It really depends on how many symbols you have in the program. For small numbers of symbols then sure hash-bucket collisions will be rare, but for larger numbers of symbols you will get bucket collisions unless you use a vary large number of buckets.
P2 programs are able to be much much larger with a lot more symbols.
It really depends on how many symbols you have in the program. For small numbers of symbols then sure hash-bucket collisions will be rare, but for larger numbers of symbols you will get bucket collisions unless you use a vary large number of buckets.
P2 programs are able to be much much larger with a lot more symbols.
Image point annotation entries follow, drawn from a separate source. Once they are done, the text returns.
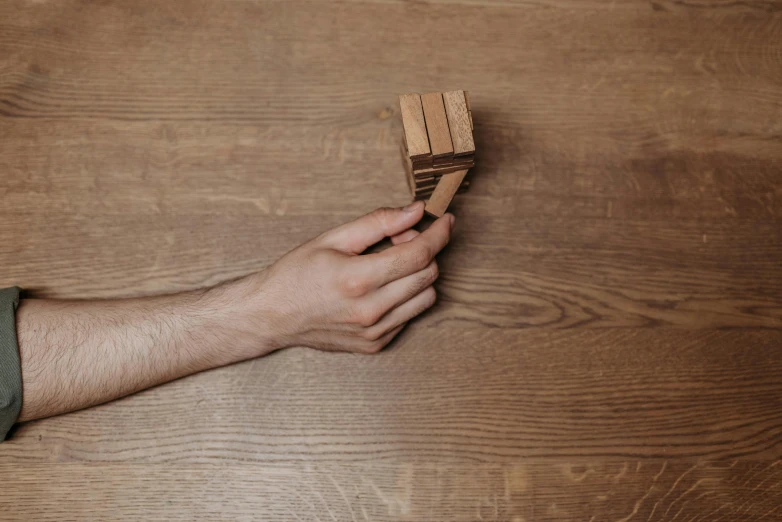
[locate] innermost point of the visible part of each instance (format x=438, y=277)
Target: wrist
x=239, y=320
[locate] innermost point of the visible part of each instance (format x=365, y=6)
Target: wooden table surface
x=608, y=342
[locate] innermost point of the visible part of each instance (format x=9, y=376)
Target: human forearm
x=326, y=294
x=77, y=354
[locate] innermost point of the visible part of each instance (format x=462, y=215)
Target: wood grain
x=459, y=122
x=437, y=124
x=415, y=126
x=606, y=342
x=518, y=490
x=444, y=192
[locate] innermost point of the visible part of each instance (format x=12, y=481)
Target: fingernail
x=411, y=207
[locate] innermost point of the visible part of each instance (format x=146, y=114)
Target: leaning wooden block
x=415, y=125
x=437, y=124
x=444, y=193
x=459, y=123
x=425, y=173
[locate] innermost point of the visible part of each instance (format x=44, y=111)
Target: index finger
x=407, y=258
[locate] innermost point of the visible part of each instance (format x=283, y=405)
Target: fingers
x=405, y=236
x=406, y=258
x=358, y=235
x=382, y=342
x=397, y=292
x=402, y=313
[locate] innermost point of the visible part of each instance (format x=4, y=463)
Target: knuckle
x=365, y=317
x=371, y=334
x=374, y=346
x=434, y=271
x=430, y=297
x=354, y=286
x=420, y=257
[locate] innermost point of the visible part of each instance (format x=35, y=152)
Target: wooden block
x=415, y=125
x=437, y=124
x=425, y=173
x=459, y=123
x=444, y=193
x=428, y=194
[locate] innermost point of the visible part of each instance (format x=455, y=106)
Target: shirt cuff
x=10, y=365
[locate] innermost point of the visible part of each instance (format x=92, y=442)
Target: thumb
x=358, y=235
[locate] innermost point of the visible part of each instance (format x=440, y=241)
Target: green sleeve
x=10, y=366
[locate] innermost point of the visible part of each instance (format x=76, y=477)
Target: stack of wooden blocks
x=438, y=147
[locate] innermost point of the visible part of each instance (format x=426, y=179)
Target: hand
x=326, y=295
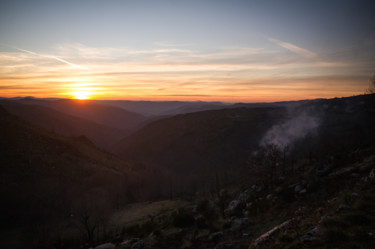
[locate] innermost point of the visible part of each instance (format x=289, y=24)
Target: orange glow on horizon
x=81, y=95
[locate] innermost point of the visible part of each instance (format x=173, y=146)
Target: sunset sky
x=212, y=50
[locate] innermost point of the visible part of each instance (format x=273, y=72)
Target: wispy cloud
x=51, y=57
x=230, y=73
x=295, y=49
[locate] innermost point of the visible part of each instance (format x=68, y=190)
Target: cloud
x=295, y=49
x=51, y=57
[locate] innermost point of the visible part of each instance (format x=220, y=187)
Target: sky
x=210, y=50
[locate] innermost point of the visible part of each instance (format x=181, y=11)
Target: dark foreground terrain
x=286, y=175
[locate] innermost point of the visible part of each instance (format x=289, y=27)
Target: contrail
x=51, y=57
x=295, y=49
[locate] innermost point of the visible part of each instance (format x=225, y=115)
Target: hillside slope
x=188, y=142
x=46, y=178
x=108, y=115
x=103, y=136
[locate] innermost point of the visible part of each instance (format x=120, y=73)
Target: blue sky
x=208, y=50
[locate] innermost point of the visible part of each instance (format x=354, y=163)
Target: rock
x=371, y=176
x=238, y=224
x=247, y=195
x=307, y=238
x=234, y=206
x=303, y=191
x=342, y=207
x=316, y=230
x=298, y=188
x=105, y=246
x=138, y=245
x=354, y=196
x=310, y=236
x=127, y=244
x=216, y=237
x=256, y=188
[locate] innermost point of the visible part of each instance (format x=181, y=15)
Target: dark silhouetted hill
x=47, y=178
x=103, y=136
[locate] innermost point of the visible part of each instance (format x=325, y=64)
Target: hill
x=200, y=140
x=103, y=136
x=227, y=137
x=107, y=115
x=46, y=178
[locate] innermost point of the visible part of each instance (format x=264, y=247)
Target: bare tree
x=371, y=88
x=267, y=164
x=88, y=224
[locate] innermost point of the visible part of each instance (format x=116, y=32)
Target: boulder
x=105, y=246
x=216, y=237
x=140, y=244
x=239, y=224
x=234, y=206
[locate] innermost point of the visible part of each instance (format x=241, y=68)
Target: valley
x=78, y=174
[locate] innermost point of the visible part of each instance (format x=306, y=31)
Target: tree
x=371, y=88
x=267, y=164
x=89, y=225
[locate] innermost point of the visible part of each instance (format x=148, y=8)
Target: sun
x=81, y=95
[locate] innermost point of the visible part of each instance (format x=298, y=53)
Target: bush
x=182, y=218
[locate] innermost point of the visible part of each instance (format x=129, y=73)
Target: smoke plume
x=286, y=133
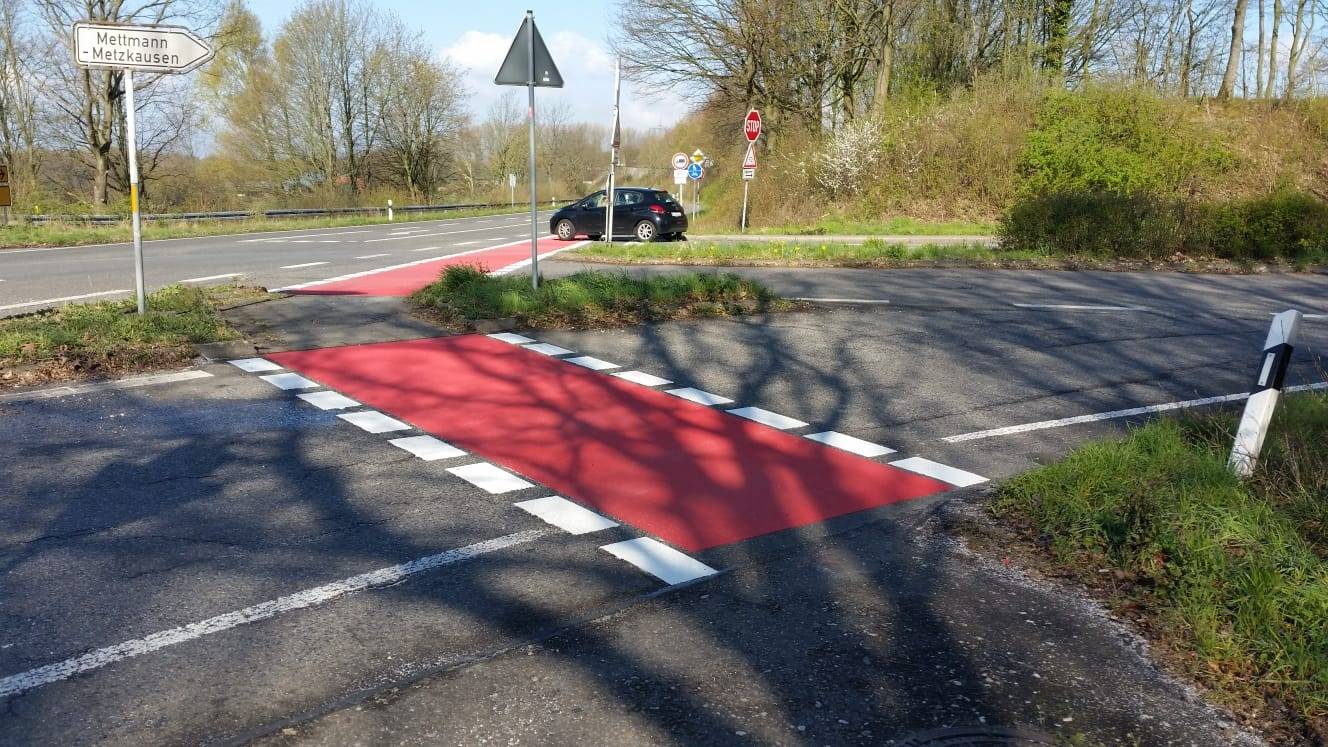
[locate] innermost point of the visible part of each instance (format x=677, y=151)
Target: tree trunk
x=1229, y=77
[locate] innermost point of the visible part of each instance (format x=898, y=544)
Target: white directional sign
x=158, y=49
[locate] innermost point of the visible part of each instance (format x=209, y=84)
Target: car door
x=590, y=217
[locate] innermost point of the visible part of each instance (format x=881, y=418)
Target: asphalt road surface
x=36, y=278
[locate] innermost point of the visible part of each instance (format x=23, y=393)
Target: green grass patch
x=77, y=234
x=1231, y=573
x=110, y=338
x=464, y=295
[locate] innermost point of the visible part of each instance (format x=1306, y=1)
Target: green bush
x=1117, y=141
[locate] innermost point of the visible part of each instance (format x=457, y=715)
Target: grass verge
x=85, y=340
x=464, y=295
x=877, y=253
x=1230, y=574
x=75, y=234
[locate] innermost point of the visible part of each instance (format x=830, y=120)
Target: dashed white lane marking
x=39, y=677
x=428, y=448
x=592, y=363
x=61, y=299
x=288, y=382
x=567, y=516
x=511, y=338
x=211, y=278
x=850, y=444
x=328, y=400
x=373, y=422
x=865, y=301
x=766, y=418
x=1079, y=307
x=659, y=560
x=699, y=396
x=132, y=382
x=938, y=471
x=1114, y=414
x=489, y=477
x=254, y=364
x=642, y=378
x=549, y=348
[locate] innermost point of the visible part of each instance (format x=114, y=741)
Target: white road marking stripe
x=133, y=382
x=592, y=363
x=373, y=422
x=328, y=400
x=850, y=444
x=489, y=477
x=642, y=378
x=549, y=348
x=61, y=299
x=699, y=396
x=511, y=338
x=1080, y=307
x=288, y=382
x=659, y=560
x=1114, y=414
x=211, y=278
x=39, y=677
x=766, y=418
x=254, y=364
x=936, y=471
x=567, y=516
x=428, y=448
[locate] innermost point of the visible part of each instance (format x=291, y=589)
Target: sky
x=476, y=35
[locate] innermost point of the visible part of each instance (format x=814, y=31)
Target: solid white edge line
x=61, y=299
x=133, y=382
x=1114, y=414
x=48, y=674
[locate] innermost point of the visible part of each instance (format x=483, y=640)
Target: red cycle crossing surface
x=405, y=281
x=691, y=475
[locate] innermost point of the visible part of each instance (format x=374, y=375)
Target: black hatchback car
x=644, y=214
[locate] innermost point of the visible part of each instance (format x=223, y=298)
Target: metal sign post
x=128, y=48
x=525, y=57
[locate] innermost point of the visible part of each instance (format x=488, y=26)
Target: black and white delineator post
x=529, y=64
x=1267, y=388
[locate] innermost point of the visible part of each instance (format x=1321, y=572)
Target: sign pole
x=133, y=190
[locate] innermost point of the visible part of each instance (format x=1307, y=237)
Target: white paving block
x=373, y=422
x=511, y=338
x=328, y=400
x=592, y=363
x=936, y=471
x=850, y=444
x=766, y=418
x=659, y=560
x=489, y=477
x=255, y=364
x=428, y=448
x=642, y=378
x=567, y=516
x=288, y=382
x=699, y=396
x=549, y=348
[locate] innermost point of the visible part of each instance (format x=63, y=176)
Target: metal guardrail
x=284, y=213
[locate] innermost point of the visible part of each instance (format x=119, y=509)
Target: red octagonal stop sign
x=752, y=125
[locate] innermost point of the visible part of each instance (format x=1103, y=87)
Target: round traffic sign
x=752, y=125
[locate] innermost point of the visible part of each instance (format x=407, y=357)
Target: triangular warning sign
x=515, y=68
Yes, I agree. It just doesn't seem like comparing full hashes would be that much more efficient than comparing lengths, when maybe you'll never need to walk more than three entries, worst case. Chances are far greater that lengths will be the same than hashes, but the incidence of either, on top of a bucket collision, is near zero.
P.S. I think I'm just wanting to economize, as a byte for the length is less than a long for the hash. And, the length byte is going to be there in any case, since the symbol name is packed into the linked record.
Well yeah, ultimately it doesn't matter that much what you do once you get to the bucket, most of the time savings is in getting there.
My hashtable code is generic and doesn't know anything about the data stored in it. My entry is a hash key, a pointer to the entry data, and a next pointer (for buckets with multiple entries). The lookup is a FindFirst/FindNext mechanism.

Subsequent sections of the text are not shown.